Look forward to the 13 TeV setup results.
I'm looking forward to reading reports say late 2016 when the dust settles on the 13 TeV setup results. As is always with science, additional research and time to digest results is necessary and prudent.
Ever since the putative discovery of the Higgs boson in 2011, one of the next-big-thing searches in physics has been to confirm the mechanism by which the exotic particle imparts mass to other particles. Now, a team led by boffins from Brookhaven National Laboratory think they've contrived just such a test. In work conducted …
I gave up after the first couple of paragraphs.
As I think I understood the article...
When particles are smashed at the right energy level, Higg's bosons are produced. But we can't detect HBs themselves.
However, HBs decay into other types of particles (in almost every collision it becomes a pair of quarks, and very infrequently it's other particles). The trouble is, many of the other particles in the collision *also* produce particles just like those.
= Needle in a haystack.
However, in 0.1% of collisions, HBs produces a pair of photons, which are what you can measure. If you add up their energy & mass it should equal the energy and mass of an HB (good old Einstein at work, there).
IANAPP (I am not a particle physicist), so if there's anyone out there who actually understands it, please correct me!
Huh. I thought that blog post was pretty easy going, particularly compared to reading any of the actual papers published on the subject, or, say, Lacan or Heidegger. But I think reading this stuff requires a rather specific kind of focus - it's not a matter of "are you smart enough" or anything else so simplistic.
Anyway...
However, in 0.1% of collisions, HBs produces a pair of photons, which are what you can measure. If you add up their energy & mass it should equal the energy and mass of an HB (good old Einstein at work, there).
This is missing an important detail. There's a background that obscures this signal, too - lots of other stuff decaying into photon pairs. The key is that the experimenters count all the observed photon-pair decay events at each total energy level, and there are more of them at the Higgs mass level (because of those decaying Higgsies), which produces the spike in the graph shown in the blog post. So you plot number of photon-pair decay events versus their mass, and where the spike appears, that's your possible Higgs.
(Also, photons have no rest mass, so you don't exactly "add up their energy & mass", but that's a minor quibble.)
Most of the effort to this end is being expended ensuring only well-funded mainstream ideas are in the running for this elusive prize. Of course Nature has proven annoyingly independent, generally refusing throughout human history to submit to the will of establishment figures hell bent on seeing their notions proven correct, and their renown/funding validated.
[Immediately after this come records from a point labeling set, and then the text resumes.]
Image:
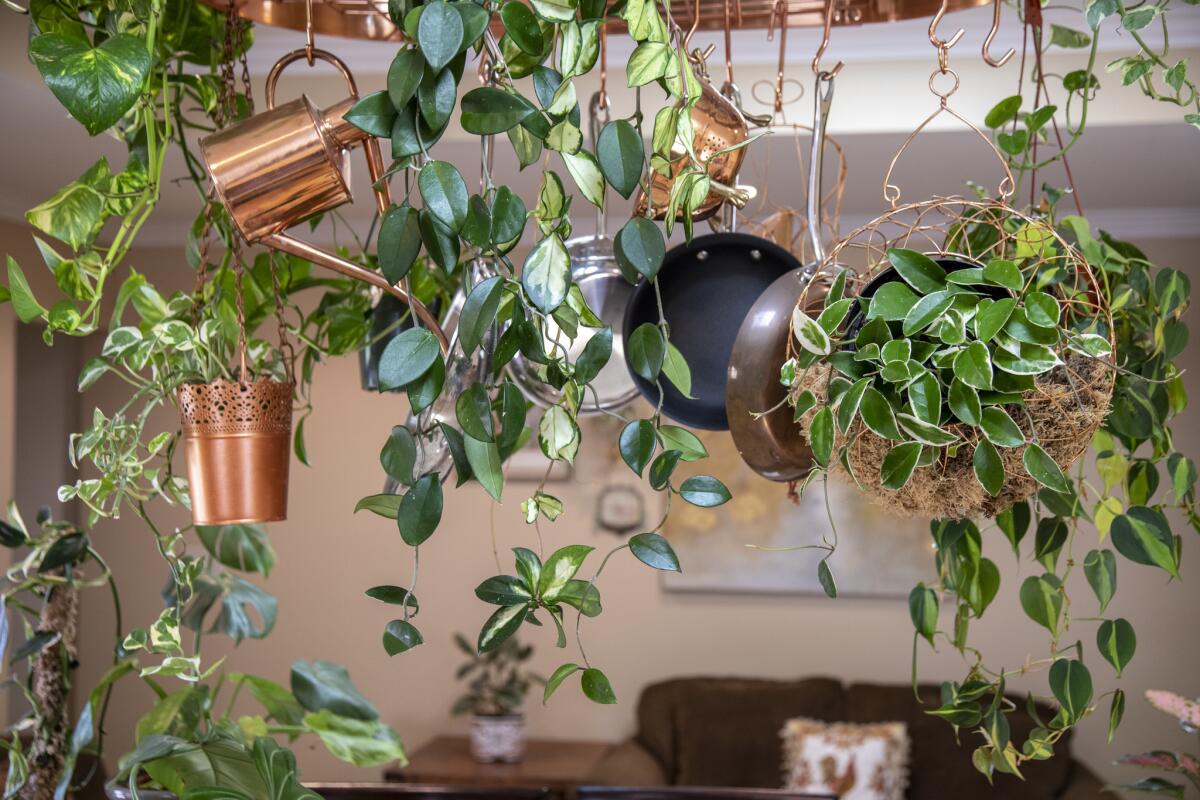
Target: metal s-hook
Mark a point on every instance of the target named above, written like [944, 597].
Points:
[825, 44]
[935, 40]
[991, 35]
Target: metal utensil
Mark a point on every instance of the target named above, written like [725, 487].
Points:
[771, 444]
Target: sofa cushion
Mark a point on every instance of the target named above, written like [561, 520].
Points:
[727, 729]
[940, 767]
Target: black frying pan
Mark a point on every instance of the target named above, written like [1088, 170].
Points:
[707, 284]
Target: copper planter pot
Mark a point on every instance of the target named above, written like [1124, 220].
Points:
[237, 445]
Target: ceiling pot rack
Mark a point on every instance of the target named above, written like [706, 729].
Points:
[367, 19]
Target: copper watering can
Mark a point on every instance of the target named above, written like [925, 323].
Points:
[292, 162]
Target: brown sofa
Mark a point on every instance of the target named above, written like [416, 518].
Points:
[725, 732]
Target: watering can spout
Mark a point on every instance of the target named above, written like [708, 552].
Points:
[291, 163]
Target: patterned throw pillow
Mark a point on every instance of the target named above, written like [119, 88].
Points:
[855, 762]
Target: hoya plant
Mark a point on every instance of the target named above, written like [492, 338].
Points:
[533, 308]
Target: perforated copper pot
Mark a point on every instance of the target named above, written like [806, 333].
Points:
[237, 446]
[718, 125]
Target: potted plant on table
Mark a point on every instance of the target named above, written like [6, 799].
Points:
[496, 690]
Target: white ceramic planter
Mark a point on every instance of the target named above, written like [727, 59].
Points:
[497, 739]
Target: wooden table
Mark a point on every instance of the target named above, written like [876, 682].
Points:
[557, 765]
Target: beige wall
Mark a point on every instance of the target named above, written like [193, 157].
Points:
[327, 557]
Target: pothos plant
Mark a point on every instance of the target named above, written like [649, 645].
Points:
[154, 74]
[1075, 521]
[534, 308]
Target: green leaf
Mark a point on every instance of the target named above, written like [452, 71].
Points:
[546, 275]
[400, 241]
[487, 110]
[972, 366]
[479, 312]
[24, 304]
[654, 551]
[988, 467]
[501, 626]
[1042, 310]
[1003, 112]
[1144, 536]
[407, 358]
[1003, 274]
[597, 687]
[965, 403]
[557, 679]
[1116, 642]
[373, 114]
[640, 247]
[646, 350]
[559, 567]
[1101, 567]
[522, 28]
[1000, 429]
[809, 334]
[405, 76]
[621, 155]
[442, 186]
[239, 547]
[1042, 600]
[636, 444]
[892, 302]
[400, 636]
[420, 510]
[439, 34]
[97, 85]
[825, 577]
[586, 173]
[923, 609]
[397, 457]
[324, 685]
[361, 744]
[1043, 469]
[918, 270]
[705, 491]
[1072, 686]
[990, 319]
[899, 463]
[485, 465]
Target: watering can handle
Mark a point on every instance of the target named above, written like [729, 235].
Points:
[294, 246]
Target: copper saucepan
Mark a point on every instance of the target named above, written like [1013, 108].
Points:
[772, 444]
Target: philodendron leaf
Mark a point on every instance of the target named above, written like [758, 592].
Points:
[1144, 536]
[809, 334]
[1072, 686]
[401, 636]
[97, 85]
[655, 551]
[918, 270]
[1116, 642]
[1042, 600]
[1101, 567]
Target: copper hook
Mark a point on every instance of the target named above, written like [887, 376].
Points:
[942, 44]
[309, 49]
[991, 34]
[825, 43]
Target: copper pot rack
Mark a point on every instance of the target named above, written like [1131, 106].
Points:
[369, 18]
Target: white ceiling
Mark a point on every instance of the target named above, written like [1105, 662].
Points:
[1138, 167]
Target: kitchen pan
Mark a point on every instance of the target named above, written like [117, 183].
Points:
[707, 287]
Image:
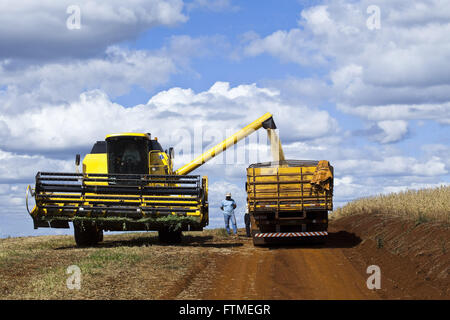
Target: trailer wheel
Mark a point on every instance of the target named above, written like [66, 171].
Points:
[170, 236]
[87, 235]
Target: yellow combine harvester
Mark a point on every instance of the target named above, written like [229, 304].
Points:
[128, 183]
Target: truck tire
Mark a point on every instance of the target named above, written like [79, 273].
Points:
[87, 235]
[170, 236]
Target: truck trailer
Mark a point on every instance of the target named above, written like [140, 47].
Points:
[289, 200]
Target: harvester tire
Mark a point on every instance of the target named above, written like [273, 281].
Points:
[87, 235]
[169, 236]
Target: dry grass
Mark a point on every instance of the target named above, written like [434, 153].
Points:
[124, 266]
[418, 205]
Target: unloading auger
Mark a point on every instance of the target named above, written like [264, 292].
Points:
[128, 183]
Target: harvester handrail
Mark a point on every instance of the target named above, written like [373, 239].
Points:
[265, 121]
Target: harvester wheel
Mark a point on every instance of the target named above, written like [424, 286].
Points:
[169, 236]
[87, 235]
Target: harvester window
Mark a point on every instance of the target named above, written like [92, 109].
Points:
[127, 155]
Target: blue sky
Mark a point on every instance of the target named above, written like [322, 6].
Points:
[369, 93]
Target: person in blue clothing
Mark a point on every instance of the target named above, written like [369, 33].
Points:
[228, 206]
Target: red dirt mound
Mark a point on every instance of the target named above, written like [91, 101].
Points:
[414, 256]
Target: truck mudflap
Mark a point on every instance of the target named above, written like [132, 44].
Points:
[291, 234]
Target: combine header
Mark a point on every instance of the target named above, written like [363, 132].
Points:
[128, 183]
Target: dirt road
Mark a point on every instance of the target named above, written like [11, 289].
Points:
[289, 272]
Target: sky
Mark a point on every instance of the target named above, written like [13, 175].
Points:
[363, 84]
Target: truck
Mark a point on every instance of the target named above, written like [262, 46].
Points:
[289, 200]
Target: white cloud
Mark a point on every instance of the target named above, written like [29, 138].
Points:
[103, 23]
[394, 73]
[80, 123]
[114, 74]
[18, 167]
[393, 131]
[212, 5]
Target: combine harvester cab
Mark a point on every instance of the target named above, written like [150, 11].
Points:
[128, 184]
[289, 200]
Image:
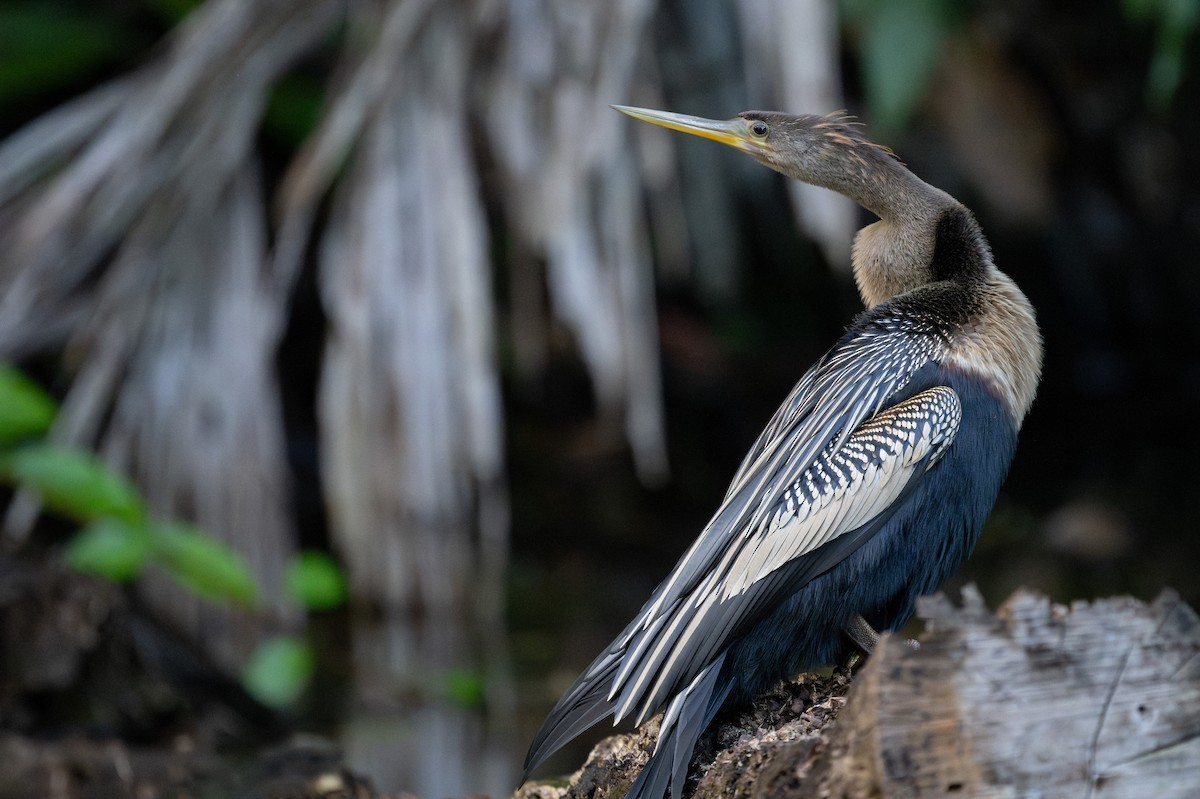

So if Nature's notion of a true Theory of Everything requires there be some paradigm/funding shattering, expect none. Expect instead what we have had for the last half century: all provable advance made primarily using the tools developed in the first half of the 20th century. In the new physics building at a local university there are a number of famous equations etched into the walls. The newest of them is 80 years old. QED
My point exactly.
In a recent interview on BBC Radio 4 with Chris Llewellyn Smith - a key architect in the Standard Model admits his work is standing on the shoulders of giants, and work on the fundamental particles has basically been tinkering with the same standard model for the last 40 years....
http://downloads.bbc.co.uk/podcasts/radio4/tls/tls_20140701-0930a.mp3
Jump to about 8:30 if your attention span is too short for the whole interview
"Since 1975 we knew what we know today...."
Pleier says the interactions so far observed match the rate of W-W production and scattering predicted by Standard Model physics – which is yet another arrow-to-the-knee for more exotic physics.
Earlier in the article, it was mentioned that "at a critical temperature the Higgs field becomes tachyonic," To me, anything becoming tachyonic would seem to be exotic.
To me, anything becoming tachyonic would seem to be exotic.
Here, apparently, "tachyonic" just means "having imaginary mass"1. And that really just means that its energy is not in a stable equilibrium (it's at a local maximum rather than a local minimum), thus spontaneous symmetry breaking2 occurs, and it moves to a lower energy state. This makes it no longer tachyonic, a process called "condensation" (because the lower energy becomes a condensate of new particles).
So it's not "exotic" in the sense of "not happening very often"; or in the sense of "gosh that's pretty weird" (relative to other stuff that happens at the quantum level); or in the sense of "the mathematics are bizarre" (because as it turns out they're not); or in the sense used in the article, which is "different from the Standard Model". It's perfectly in keeping with the SM, as I understand it.
Of course, you can still find it "exotic" in a subjective sense.
1A non-tachyonic field usually has complex mass, where the real part corresponds to rest mass (I think) and the imaginary part to decay rate. At least that's my understanding from browsing some of this stuff. I may be wildly incorrect. But the point is "imaginary mass" here just means "the real part is zero". This also means the field doesn't have any particle-like nature, apparently, until it condenses and becomes non-tachyonic.